I ran into Monroe, almost quite literally, at a coffeehouse, which made us both laugh.
With the rich scent of beans making
our mouths water, he gave me a flourishing bow. “Can it really be you, Miss Schuyler, still bundled up against the cold, pink-cheeked and bright-eyed as you were all those years ago when I served you swill in a military camp?”
Grinning, I nodded. “Yes, but I remind you that I’m Mrs. Hamilton now, as you well know, and as a mother of five I fear I am very much changed from those days.”
Monroe kissed my hand in courtly and proper fashion. “Well, I do declare, you are as lovely as ever. Second only to my own Elizabeth.”
A moment later, the beautiful Elizabeth Kortright Monroe emerged from a circle of ladies to join us at a table decorated with candles, holly bush, and pine. Together we watched the snow fall and shared gossip. “The fashions in Philadelphia are so daring,” Mrs. Monroe said, a little bit scandalized and a little bit delighted. “It’s all bare arms and bare bosoms—I hesitate to guess what will be bared next!”
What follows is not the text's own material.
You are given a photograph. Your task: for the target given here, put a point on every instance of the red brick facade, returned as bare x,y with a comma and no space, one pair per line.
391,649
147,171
I laughed. I liked the Monroes. I liked them very much. Together we visited Philadelphia’s famed statehouse bell in the tower over Independence Hall. We shopped for baubles at the arcaded market on High Street. We admired the architecture of the new courthouse. We took our children to the circus together, where acrobats tumbled and clowns made us laugh.
And I insisted on having them to the house for dinner, even though my husband grumbled that Monroe had fallen in with the antifederalists. That was true. He’d led them in Virginia, arguing that the Constitution ought not be ratified without a bill of rights. But now we had a Constitution and a Bill of Rights, and none of it changed the fact that Monroe was our longtime friend.
Besides, I held fast to my policy that no man’s politics should be held against him at our dinner table. Or I tried to. But circumstances in the months that followed made that increasingly difficult as the antifederalists coalesced into a political party intent on opposing my husband.